What I would do is try rehydrating the chipotles by putting a pot on the stove bringing the temp up (not boiling) then drop them in the pot, let them site in the water for about 10 to 15 min, try and submerge them as much as possible. Once they are soft take them out and put them on a cutting board. Then take off the stems and seeds if you want. At this point add them to a food processor, save about 1/4 a cup of the water you used to rehydrate them and add this to the food processor as well. 

From this point you can add what ever you want to make a good marinate, garlic, honey, tomato sauce, catsup, mustard anything really that will help compliment the sauce even balsamic vinegar to add complexity to the marinade, blend it all together and you have a nice spicy marinade.
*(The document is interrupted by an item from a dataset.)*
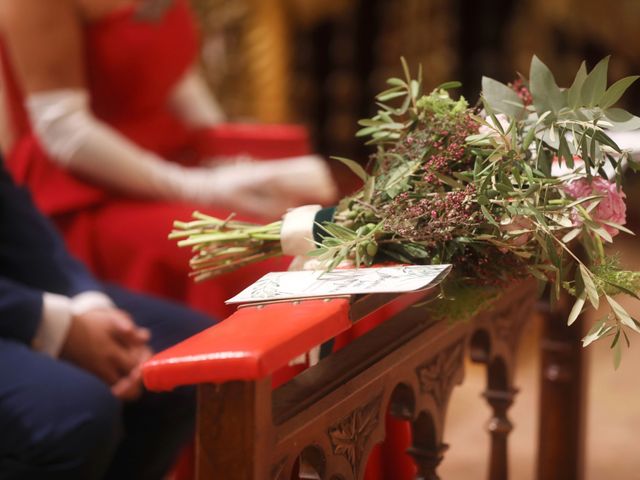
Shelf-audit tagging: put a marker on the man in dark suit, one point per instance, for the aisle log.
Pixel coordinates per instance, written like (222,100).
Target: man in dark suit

You can use this same process to make salsa and things like that too.

I hope this helps out


----------



## Mylegsbig (Aug 19, 2006)

Andy M. said:
			
		

> The canned in adobo isn't a poorer quality just because it's canned.  It's a different style of chipotle.  They have different applications.  The canned ones don't have to be rehydrated, they're ready to go.
> 
> You can buy fresh tomatos or tomatos in a can.  Both can be top quality.  They just have different applications.



could you just blend the can and put the mixture maybe as a base for enchilada saucee?


----------



## Andy M. (Aug 19, 2006)

Mylegsbig said:
			
		

> could you just blend the can and put the mixture maybe as a base for enchilada saucee?


 
Absolutely!


----------